I had this on my Kindle as a “backup” book for a while, because it was a free download from Project Gutenberg and I like Kropotkin pretty well (see some reviews I wrote of other books of his). I had chipped away at it piecemeal over time, on flights when I finished whatever other book I was reading and the like, but I recently went ahead and finished it (because I got a bunch of great free John Muir books as my new backups!).

This is an interesting hybrid sort of book. Kropotkin is an anarchist and also a gentleman-scientist, and his goal in this book is to show how “mutual aid” plays an important role, even a pivotal role, in the natural world, in evolution, and among humanity. I think we today are a little more used to this idea, but Kropotkin was writing this book during the heyday of Social Darwinism, so I think it was a bolder statement to contemporaries.

The first few chapters are about mutual aid in the animal world. Elise and I have watched a lot of nature documentaries over the years, and it struck me while reading this that it was probably the late nineteenth-century equivalent of watching a nature documentary–Kropotkin talks in some detail about the social organization of very many different kinds of animals, enough that you start to build a little picture in your head. Another very striking aspect of this for me was how very little was known about the lives of fish and other sea creatures at this time. Kropotkin essentially passes over them by saying that we don’t really know anything about them. That gave me a strong appreciation for Jacques Cousteau, and the very real way in which he opened up an entirely new world for people. A reminder of how lucky we are to be able to watch “Blue Planet” today.

The rest of the book is about as you’d expect, giving illustrations of cooperation from “savage” societies and modern societies, and talking about ways in which the modern state works against them. One part that was very interesting for me was Kropotkin’s depiction of the medieval European “free city.” He really paints the era of about 1100-1500 as a high point for human societal flourishing, with practices of mutual aid taking their greatest historical extent (basically, extended to the level of the city but not beyond). This interested me because I think the common depiction of this time period is as a dark and backward era preceding the flourishing of the Renaissance. Kropotkin essentially argues that the social practices of the 1100-1500 period were what allowed the Renaissance to occur, but by the time it really hit its stride, it was already starting to be crushed out by the rise of states.

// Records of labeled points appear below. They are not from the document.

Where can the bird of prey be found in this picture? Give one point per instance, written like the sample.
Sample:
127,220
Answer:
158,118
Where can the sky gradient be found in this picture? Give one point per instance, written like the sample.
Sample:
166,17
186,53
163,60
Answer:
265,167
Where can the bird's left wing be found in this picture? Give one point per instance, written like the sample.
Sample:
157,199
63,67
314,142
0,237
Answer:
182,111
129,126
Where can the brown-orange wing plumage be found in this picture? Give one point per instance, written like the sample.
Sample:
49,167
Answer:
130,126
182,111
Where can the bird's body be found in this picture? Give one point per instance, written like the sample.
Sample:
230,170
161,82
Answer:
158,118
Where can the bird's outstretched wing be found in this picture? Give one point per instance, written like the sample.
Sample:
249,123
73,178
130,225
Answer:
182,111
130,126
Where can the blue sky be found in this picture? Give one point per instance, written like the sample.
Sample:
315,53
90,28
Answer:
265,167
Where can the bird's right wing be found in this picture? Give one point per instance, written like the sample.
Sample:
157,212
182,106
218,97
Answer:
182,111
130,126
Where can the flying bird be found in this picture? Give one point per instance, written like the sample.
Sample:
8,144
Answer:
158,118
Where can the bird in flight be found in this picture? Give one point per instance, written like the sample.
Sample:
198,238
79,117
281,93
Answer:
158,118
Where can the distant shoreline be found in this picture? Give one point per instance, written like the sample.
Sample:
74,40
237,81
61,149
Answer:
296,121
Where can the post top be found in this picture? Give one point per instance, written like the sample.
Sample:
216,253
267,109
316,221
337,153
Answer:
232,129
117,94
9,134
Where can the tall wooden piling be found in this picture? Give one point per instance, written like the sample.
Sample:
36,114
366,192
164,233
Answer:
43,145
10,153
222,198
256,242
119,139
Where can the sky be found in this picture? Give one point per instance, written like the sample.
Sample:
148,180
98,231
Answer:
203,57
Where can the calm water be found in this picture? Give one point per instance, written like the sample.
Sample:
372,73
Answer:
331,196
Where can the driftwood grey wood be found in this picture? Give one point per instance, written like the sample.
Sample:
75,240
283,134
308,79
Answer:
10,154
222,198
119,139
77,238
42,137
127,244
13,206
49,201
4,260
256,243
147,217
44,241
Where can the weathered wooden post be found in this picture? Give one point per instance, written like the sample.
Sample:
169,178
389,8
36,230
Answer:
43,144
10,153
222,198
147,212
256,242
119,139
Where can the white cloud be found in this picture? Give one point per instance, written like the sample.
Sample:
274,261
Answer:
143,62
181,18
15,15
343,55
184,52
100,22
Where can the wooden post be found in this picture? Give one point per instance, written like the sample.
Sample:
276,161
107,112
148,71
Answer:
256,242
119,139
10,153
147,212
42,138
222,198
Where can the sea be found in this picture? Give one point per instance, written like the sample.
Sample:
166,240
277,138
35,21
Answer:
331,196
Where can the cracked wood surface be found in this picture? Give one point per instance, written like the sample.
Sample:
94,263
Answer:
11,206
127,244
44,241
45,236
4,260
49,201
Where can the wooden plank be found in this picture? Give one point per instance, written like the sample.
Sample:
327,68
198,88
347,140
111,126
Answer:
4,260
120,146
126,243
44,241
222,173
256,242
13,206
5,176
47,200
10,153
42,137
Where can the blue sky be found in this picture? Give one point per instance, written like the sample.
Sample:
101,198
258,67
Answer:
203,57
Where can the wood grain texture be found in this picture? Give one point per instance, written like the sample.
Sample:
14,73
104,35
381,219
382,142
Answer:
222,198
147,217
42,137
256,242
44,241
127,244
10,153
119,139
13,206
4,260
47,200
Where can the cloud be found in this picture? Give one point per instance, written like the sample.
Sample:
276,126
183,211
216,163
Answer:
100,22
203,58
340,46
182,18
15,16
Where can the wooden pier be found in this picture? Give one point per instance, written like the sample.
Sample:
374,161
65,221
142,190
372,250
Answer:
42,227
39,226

This is certainly a heterodox telling, but I am curious how much historical truth there is to it. Kropotkin specifically talks about how the historical narratives that are passed down tend to focus on grand events and in particular conflicts, and generally pass over the lived experience of the common man (which includes a great deal of solidarity and relatively little conflict). I am sure this is true to some extent–and also probably less controversial a statement today than in the late nineteenth century.